The Slave Master of Trinidad: William Hardin Burnley and the Nineteenth-Century Atlantic World by Selwyn R. Cudjoe will be published this fall (November 2018) by University of Massachusetts Press. Henry Louis Gates Jr. (Alphonse Fletcher University Professor, Harvard University) writes: “His beautifully written and meticulously researched account of Burnley’s life unfolds the story of a planter who was born in America, educated in England, and made his fortune in the Caribbean. Measured in tone, this book not only exposes Burnley’s public and private racism, but also places his life in context of the greater historical currents of the first half of the 19th century Atlantic world. Cudjoe has written a volume essential to a full understanding of the history of Trinidad.”

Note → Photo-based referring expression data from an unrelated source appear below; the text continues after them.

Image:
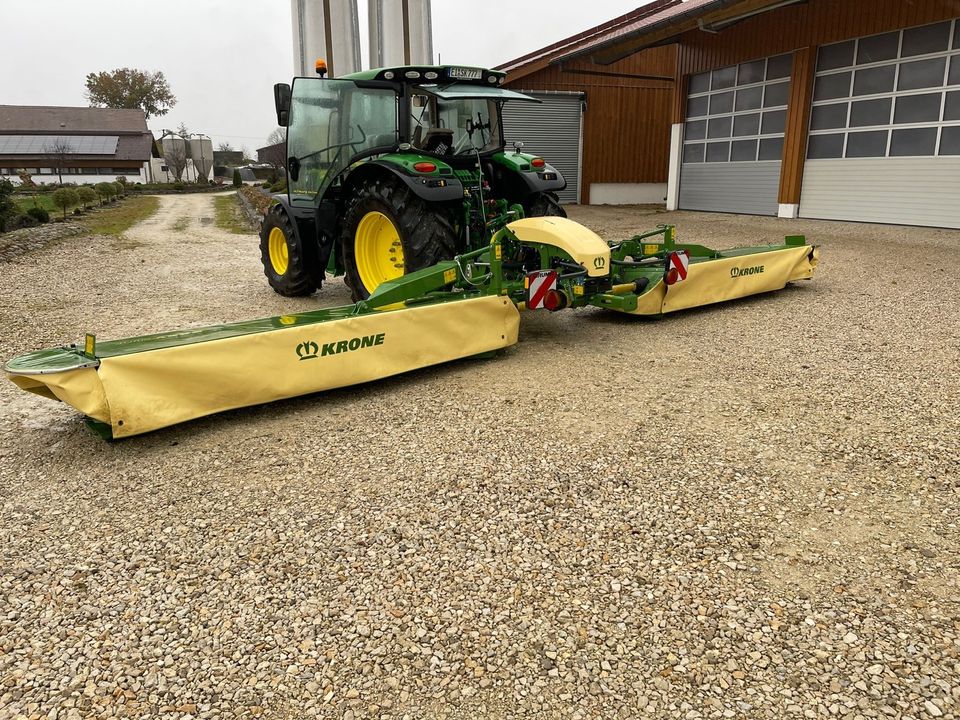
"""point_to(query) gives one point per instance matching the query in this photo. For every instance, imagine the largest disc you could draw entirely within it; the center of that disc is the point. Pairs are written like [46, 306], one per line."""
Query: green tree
[131, 88]
[105, 190]
[65, 198]
[7, 207]
[87, 195]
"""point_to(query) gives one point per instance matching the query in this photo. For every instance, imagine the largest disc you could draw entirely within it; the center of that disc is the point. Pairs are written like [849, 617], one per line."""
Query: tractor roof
[420, 74]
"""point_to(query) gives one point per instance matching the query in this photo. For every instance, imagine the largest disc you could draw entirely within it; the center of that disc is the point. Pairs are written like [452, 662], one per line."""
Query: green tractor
[390, 171]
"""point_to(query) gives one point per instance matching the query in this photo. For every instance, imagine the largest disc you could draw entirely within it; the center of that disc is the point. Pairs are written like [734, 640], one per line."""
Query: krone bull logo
[307, 350]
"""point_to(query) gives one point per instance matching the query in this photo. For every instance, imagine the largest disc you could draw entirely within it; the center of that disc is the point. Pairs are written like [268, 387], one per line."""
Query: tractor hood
[458, 91]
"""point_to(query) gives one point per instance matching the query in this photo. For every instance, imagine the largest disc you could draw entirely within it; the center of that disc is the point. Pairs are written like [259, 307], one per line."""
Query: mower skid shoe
[142, 390]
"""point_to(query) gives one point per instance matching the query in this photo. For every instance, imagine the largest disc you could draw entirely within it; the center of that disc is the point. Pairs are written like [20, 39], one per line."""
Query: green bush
[18, 222]
[65, 198]
[39, 214]
[105, 191]
[87, 195]
[7, 207]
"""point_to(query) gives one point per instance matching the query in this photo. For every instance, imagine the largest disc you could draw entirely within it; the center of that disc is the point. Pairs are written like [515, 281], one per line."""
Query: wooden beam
[798, 121]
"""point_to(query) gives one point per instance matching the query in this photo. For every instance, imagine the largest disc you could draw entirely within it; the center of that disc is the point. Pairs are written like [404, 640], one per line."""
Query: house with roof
[824, 109]
[82, 145]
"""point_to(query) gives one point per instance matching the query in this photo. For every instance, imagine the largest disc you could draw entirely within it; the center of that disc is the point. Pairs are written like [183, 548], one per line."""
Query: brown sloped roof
[656, 23]
[28, 119]
[572, 43]
[134, 147]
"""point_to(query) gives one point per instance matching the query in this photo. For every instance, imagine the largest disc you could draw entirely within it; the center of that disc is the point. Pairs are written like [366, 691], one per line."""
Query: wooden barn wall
[626, 128]
[817, 22]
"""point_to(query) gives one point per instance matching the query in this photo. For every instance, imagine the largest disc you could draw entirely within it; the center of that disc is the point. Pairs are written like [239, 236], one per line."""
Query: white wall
[86, 179]
[900, 191]
[627, 193]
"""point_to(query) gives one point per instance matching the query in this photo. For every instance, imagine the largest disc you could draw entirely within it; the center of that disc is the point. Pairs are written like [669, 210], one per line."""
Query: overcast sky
[222, 57]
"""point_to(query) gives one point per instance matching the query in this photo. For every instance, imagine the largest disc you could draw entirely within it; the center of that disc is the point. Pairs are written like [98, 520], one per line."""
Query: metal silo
[335, 36]
[401, 33]
[201, 152]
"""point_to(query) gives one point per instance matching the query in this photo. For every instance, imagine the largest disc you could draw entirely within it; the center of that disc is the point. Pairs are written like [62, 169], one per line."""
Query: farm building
[79, 144]
[832, 109]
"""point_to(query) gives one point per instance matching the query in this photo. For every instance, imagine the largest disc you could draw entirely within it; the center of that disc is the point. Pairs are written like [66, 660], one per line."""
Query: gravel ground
[748, 510]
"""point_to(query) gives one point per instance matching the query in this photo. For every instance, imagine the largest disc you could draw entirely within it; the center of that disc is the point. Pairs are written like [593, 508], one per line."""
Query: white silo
[401, 33]
[334, 36]
[201, 152]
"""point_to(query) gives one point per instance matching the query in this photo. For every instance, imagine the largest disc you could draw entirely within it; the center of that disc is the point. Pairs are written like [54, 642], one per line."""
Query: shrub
[87, 195]
[39, 214]
[65, 198]
[7, 207]
[105, 191]
[18, 222]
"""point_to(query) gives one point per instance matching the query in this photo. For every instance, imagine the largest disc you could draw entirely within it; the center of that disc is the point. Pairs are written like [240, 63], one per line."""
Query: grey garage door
[884, 140]
[733, 137]
[551, 129]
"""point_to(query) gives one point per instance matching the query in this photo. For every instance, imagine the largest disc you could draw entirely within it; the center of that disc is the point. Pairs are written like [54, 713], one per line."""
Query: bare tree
[275, 152]
[175, 156]
[59, 152]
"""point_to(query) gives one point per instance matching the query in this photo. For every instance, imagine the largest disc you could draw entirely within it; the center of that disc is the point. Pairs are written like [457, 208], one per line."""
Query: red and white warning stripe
[677, 263]
[540, 283]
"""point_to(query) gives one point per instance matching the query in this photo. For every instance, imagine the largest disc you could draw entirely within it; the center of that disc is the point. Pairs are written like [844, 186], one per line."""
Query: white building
[76, 144]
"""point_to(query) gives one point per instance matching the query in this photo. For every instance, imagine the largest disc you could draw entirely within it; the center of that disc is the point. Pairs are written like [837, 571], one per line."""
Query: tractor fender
[316, 245]
[518, 184]
[451, 190]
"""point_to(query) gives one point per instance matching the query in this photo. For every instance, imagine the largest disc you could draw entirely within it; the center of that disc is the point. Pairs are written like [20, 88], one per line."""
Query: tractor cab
[421, 148]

Description: William Hardin Burnley (1780–1850) was the largest slave owner in Trinidad during the nineteenth century. Born in the United States to English parents, he settled on the island in 1802 and became one of its most influential citizens and a prominent agent of the British Empire. A central figure among elite and moneyed transnational slave owners, Burnley moved easily through the Atlantic world of the Caribbean, the United States, Great Britain, and Europe, and counted among his friends Alexis de Tocqueville, British politician Joseph Hume, and prime minister William Gladstone.
In this first full-length biography of Burnley, Selwyn R. Cudjoe chronicles the life of Trinidad’s “founding father” and sketches the social and cultural milieu in which he lived. Reexamining the decades of transition from slavery to freedom through the lens of Burnley’s life, The Slave Master of Trinidad demonstrates that the legacies of slavery persisted in the new post-emancipation society.
Selwyn R. Cudjoe is professor of Africana studies at Wellesley College and author of V. S. Naipaul: A Materialist Reading.